Saturday, December 24, 2011

Newt Gingrich Misses Ballot?

Collect enough signatures, get on the ballot. Pretty easy for Newt Gingrich, who is one of the top contenders for the Republican nomination, right? Apparently not. The Virginia Republican Party announced via Twitter than Gingrich had not collected enough signatures to be on the Virginia ballot.

http://www.nytimes.com/2011/12/25/us/politics/gingrich-falls-short-of-signatures-needed-for-spot-on-gop-primary-ballot-in-virginia.html

Apparently, many of the signatures that Gingrich had were invalid, which is why many candidates get more than twice the amount of signatures needed. Gingrich is now hoping to use a write-in campaign, but Virginia does not allow write-ins for its primaries. Both Mitt Romney and Ron Paul were able to get enough signatures for Virginia, meaning they'll be the ones competing.

Now, if Virginia changes to allow write-ins, this would not be much of a problem, but it still highlights a type of failure on Gingrich's campaign, to not even get on the ballot.

What do you guys think? Is this an honest mistake, or should a candidate be more serious? Also, how do you think it will affect the outcome of other caucuses, and just his presidential campaign in general?

Korea's Changing Economics

After the death of Kim Jong il, all of North Korea seems to be mourning over his death. However, with his death, is it possible that the change of leadership will affect Korea, to be more capitalist and less totalitarian?

http://online.wsj.com/article/SB10001424052970203686204577116162967853258.html

According to this article, it seems that the trade borders between China and North Korea opened up quickly after Kim Jong's death, partially due to N. Korea's dependence on China, but also perhaps as a sign to come, to be less isolationist? Though people have been told to grieve his death, the slogan is to 'Turn grief to strength,' and most people have been more focused to business and economy.

The article talks about how Kim Jong il's song Kim Jong un is now the new leader, he is still mostly a figurehead, and the country is ruled more by his relatives, like his aunt's husband, Jong Song Thaek. The hope is that, people like Jong Song Thaek, who oversaw the establishment of special economic zones and ties with China, will bring his policies in with the new change in leadership.

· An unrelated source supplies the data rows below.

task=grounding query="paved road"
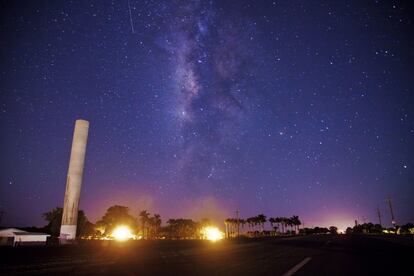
[0,235,414,275]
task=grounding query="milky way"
[163,2,257,188]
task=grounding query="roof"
[0,228,27,233]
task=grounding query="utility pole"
[377,207,382,227]
[236,209,240,237]
[0,211,4,225]
[387,197,395,228]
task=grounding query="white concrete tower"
[60,120,89,240]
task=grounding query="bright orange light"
[201,226,224,241]
[111,225,134,241]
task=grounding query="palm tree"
[291,215,302,233]
[275,217,285,234]
[151,214,161,238]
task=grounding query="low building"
[0,228,50,246]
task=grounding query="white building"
[0,228,50,246]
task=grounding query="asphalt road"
[0,235,414,275]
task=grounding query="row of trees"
[40,205,217,239]
[224,214,302,237]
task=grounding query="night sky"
[0,0,414,231]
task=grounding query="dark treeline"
[39,205,217,239]
[224,214,302,237]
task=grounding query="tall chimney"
[60,120,89,240]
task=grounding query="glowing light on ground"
[201,226,224,241]
[111,225,134,241]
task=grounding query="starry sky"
[0,0,414,231]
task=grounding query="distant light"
[201,226,224,241]
[111,225,134,241]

What do you guys think? Do you think that Kim Jong il's death marks a change in North Korea's foreign and economic policy? Or do you think that, once his son, Kim Jong un, regains power, he'll revert back to his father's ways?

Friday, December 23, 2011

Department of Justice objects to South Carolina's voter law

The Department of Justice on Friday deemed South Carolina's new law requiring voters to present a state or federal photo ID "legally unenforceable," arguing that it could be discriminatory against minorities in violation of the Voting Rights Act.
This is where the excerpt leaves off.